Probably not the best match, Elspeth's parents struggled to find happiness that was always out of reach. Her father, a decorated war hero (of which he never failed to remind people) had set out to be a painter and find fame and fortune. Instead he married an older woman and never quite seemed to find the success he yearned for. Elspeth's mother was three times a would-be bride and three times her fiancés died before they could wed. She served as a nurse in the Great War and drove ambulances and seemed to enjoy a certain notoriety in their small community that her husband found annoying. A strict disciplinarian, he was especially hard on the twins, and although he favored Elspeth the most she feared his outbursts greatly.
The relationships of the family members struck me the most, and reading about them will probably stay with me the longest, but the most enjoyable aspects of the books were just the ordinary, average things that Emma Smith writes about so fondly.
"On my birthday Mummy escorted us three children to the much grander Ice-Cream Parlour that has just been opened on the slope leading down to Towan Beach, and when we were sitting at a table she ordered Knickerbocker Glories from the waitress. Knickerbocker Glories are ice-creams which the Americans have invented, and they are served in a tall glass vase, and are so big it took us ages to eat them. This was a treat that wouldn't and couldn't have happened before our mother got the inheritance from her dear dead Uncle Stuart. We were far too poor then (although we weren't supposed to say so) for delicious daily Quoit Dairy ice-cream cornets, and certainly too poor for Knickerbocker Glories on my birthday."
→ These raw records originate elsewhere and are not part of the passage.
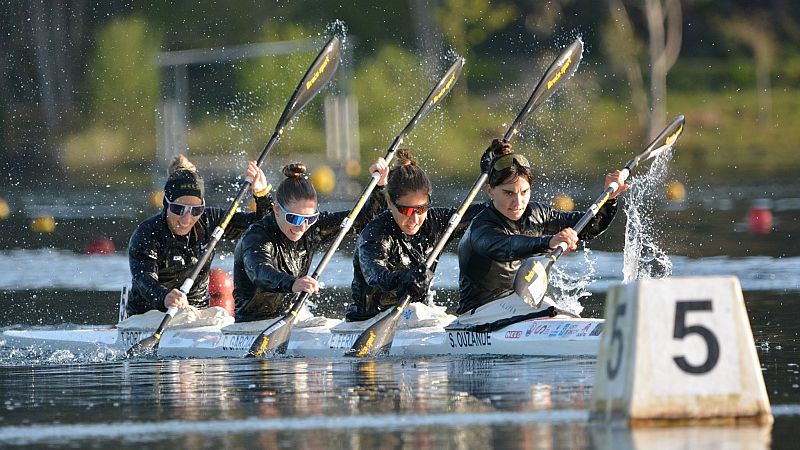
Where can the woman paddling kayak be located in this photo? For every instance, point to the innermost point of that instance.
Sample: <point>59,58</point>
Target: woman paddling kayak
<point>510,230</point>
<point>389,260</point>
<point>164,249</point>
<point>272,259</point>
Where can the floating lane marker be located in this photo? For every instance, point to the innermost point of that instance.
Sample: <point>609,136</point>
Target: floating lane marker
<point>678,350</point>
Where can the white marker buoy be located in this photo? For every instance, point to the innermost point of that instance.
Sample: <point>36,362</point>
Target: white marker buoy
<point>678,349</point>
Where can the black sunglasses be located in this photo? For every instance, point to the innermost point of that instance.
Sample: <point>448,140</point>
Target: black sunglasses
<point>180,209</point>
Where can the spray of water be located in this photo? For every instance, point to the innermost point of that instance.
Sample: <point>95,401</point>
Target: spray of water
<point>568,286</point>
<point>643,256</point>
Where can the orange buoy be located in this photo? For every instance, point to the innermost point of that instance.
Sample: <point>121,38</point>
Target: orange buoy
<point>220,286</point>
<point>759,220</point>
<point>563,202</point>
<point>5,211</point>
<point>100,246</point>
<point>675,191</point>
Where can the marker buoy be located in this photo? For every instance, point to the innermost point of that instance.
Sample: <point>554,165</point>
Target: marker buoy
<point>220,286</point>
<point>563,202</point>
<point>676,351</point>
<point>100,246</point>
<point>324,179</point>
<point>352,168</point>
<point>674,191</point>
<point>5,211</point>
<point>43,224</point>
<point>759,219</point>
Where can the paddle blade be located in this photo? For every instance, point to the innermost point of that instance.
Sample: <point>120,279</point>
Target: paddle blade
<point>317,76</point>
<point>557,74</point>
<point>437,95</point>
<point>145,347</point>
<point>530,282</point>
<point>377,339</point>
<point>664,140</point>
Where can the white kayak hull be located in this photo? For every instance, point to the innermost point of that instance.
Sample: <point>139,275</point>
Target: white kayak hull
<point>539,337</point>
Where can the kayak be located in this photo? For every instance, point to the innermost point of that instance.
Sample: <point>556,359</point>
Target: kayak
<point>324,337</point>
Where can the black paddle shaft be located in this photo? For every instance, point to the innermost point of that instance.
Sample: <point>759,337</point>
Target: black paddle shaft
<point>315,78</point>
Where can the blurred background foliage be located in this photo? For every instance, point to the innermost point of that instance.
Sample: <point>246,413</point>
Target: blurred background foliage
<point>80,89</point>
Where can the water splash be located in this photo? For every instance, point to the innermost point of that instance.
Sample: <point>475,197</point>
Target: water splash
<point>643,256</point>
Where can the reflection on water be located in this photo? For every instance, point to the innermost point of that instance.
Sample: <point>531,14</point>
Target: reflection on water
<point>644,257</point>
<point>426,402</point>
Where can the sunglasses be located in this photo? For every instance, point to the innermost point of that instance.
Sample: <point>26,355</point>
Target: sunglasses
<point>506,161</point>
<point>180,209</point>
<point>298,219</point>
<point>409,210</point>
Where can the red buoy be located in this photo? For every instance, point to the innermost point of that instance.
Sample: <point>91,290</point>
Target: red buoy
<point>100,246</point>
<point>220,285</point>
<point>759,219</point>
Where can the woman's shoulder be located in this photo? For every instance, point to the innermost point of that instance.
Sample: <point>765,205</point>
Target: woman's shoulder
<point>379,224</point>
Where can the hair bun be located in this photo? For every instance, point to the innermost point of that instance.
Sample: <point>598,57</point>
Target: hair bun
<point>403,158</point>
<point>181,162</point>
<point>500,147</point>
<point>294,170</point>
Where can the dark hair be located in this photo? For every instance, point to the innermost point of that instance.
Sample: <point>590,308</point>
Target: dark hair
<point>406,176</point>
<point>296,186</point>
<point>498,177</point>
<point>180,162</point>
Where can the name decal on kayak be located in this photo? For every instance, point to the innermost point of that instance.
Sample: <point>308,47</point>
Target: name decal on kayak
<point>342,340</point>
<point>237,341</point>
<point>468,339</point>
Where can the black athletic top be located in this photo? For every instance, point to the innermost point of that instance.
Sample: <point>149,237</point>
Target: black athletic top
<point>493,247</point>
<point>384,251</point>
<point>266,263</point>
<point>161,261</point>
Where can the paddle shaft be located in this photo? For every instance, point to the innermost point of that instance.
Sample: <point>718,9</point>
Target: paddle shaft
<point>378,337</point>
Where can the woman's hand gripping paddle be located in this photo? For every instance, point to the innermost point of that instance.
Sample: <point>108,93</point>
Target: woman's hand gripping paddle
<point>317,76</point>
<point>377,339</point>
<point>275,339</point>
<point>530,282</point>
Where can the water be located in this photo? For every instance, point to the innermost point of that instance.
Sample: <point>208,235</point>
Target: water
<point>434,402</point>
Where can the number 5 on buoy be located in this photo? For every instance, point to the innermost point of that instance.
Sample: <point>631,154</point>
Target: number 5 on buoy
<point>678,349</point>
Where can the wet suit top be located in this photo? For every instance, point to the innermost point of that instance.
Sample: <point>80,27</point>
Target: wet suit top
<point>266,263</point>
<point>161,261</point>
<point>383,252</point>
<point>493,247</point>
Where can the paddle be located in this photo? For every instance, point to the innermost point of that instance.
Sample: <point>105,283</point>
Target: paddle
<point>317,76</point>
<point>530,282</point>
<point>378,337</point>
<point>275,338</point>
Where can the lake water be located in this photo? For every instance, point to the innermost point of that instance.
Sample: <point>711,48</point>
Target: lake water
<point>101,400</point>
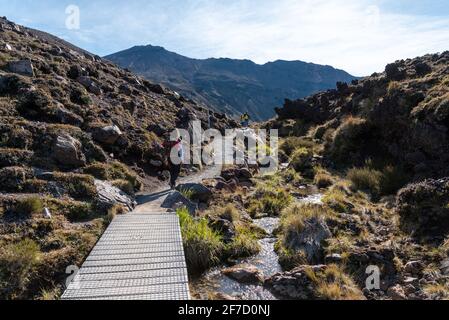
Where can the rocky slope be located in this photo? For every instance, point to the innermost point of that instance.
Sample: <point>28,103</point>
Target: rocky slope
<point>231,86</point>
<point>78,135</point>
<point>377,149</point>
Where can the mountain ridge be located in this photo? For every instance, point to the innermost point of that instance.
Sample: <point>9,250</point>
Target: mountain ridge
<point>230,85</point>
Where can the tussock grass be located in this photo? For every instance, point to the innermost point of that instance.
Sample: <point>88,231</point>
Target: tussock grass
<point>334,284</point>
<point>301,159</point>
<point>268,201</point>
<point>337,200</point>
<point>29,206</point>
<point>202,245</point>
<point>17,263</point>
<point>114,171</point>
<point>365,179</point>
<point>245,244</point>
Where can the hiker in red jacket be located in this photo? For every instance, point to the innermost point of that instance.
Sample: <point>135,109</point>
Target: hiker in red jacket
<point>174,165</point>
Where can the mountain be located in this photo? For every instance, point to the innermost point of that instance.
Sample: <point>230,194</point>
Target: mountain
<point>378,150</point>
<point>231,86</point>
<point>78,136</point>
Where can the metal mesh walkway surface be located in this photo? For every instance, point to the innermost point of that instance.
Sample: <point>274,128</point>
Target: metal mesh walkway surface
<point>139,257</point>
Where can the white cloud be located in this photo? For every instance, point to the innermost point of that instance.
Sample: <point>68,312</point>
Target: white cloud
<point>353,35</point>
<point>360,36</point>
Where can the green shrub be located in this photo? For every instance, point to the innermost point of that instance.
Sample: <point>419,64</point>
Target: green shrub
<point>114,171</point>
<point>17,263</point>
<point>245,244</point>
<point>202,245</point>
<point>323,180</point>
<point>78,211</point>
<point>29,206</point>
<point>348,139</point>
<point>294,217</point>
<point>301,159</point>
<point>15,157</point>
<point>269,201</point>
<point>230,213</point>
<point>290,144</point>
<point>337,200</point>
<point>124,185</point>
<point>366,179</point>
<point>78,186</point>
<point>291,176</point>
<point>393,179</point>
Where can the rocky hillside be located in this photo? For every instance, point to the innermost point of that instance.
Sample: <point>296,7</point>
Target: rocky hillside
<point>78,136</point>
<point>377,150</point>
<point>231,86</point>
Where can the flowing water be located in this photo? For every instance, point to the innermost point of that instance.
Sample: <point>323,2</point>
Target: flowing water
<point>214,282</point>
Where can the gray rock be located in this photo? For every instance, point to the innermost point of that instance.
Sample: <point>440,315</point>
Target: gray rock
<point>67,117</point>
<point>89,84</point>
<point>225,227</point>
<point>414,267</point>
<point>6,46</point>
<point>294,284</point>
<point>396,293</point>
<point>156,163</point>
<point>333,258</point>
<point>445,267</point>
<point>107,135</point>
<point>176,200</point>
<point>22,67</point>
<point>67,151</point>
<point>245,274</point>
<point>109,196</point>
<point>310,239</point>
<point>200,192</point>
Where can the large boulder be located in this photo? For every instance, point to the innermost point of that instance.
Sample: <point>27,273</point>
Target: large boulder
<point>109,196</point>
<point>423,207</point>
<point>89,84</point>
<point>245,273</point>
<point>310,240</point>
<point>296,284</point>
<point>22,67</point>
<point>11,178</point>
<point>199,192</point>
<point>107,135</point>
<point>67,151</point>
<point>176,200</point>
<point>225,227</point>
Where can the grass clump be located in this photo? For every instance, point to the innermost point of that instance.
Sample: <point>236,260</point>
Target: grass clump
<point>78,186</point>
<point>29,206</point>
<point>17,263</point>
<point>385,181</point>
<point>114,171</point>
<point>365,179</point>
<point>348,138</point>
<point>245,244</point>
<point>269,201</point>
<point>293,222</point>
<point>124,185</point>
<point>323,179</point>
<point>337,200</point>
<point>301,159</point>
<point>334,284</point>
<point>202,245</point>
<point>230,213</point>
That's just one small taste of a book filled with many such happy reminiscences. I was a little sad to leave this long gone world, but glad to have visited even if only for a little while. My only complaint is to not find out what happened to Elspeth's siblings and get a little insight into some of the scenes from childhood she herself didn't understand and have full knowledge of when she was little. But as Emma Smith, some things must remain private. This is a really charming read and I only wish I could remember my own childhood so vividly.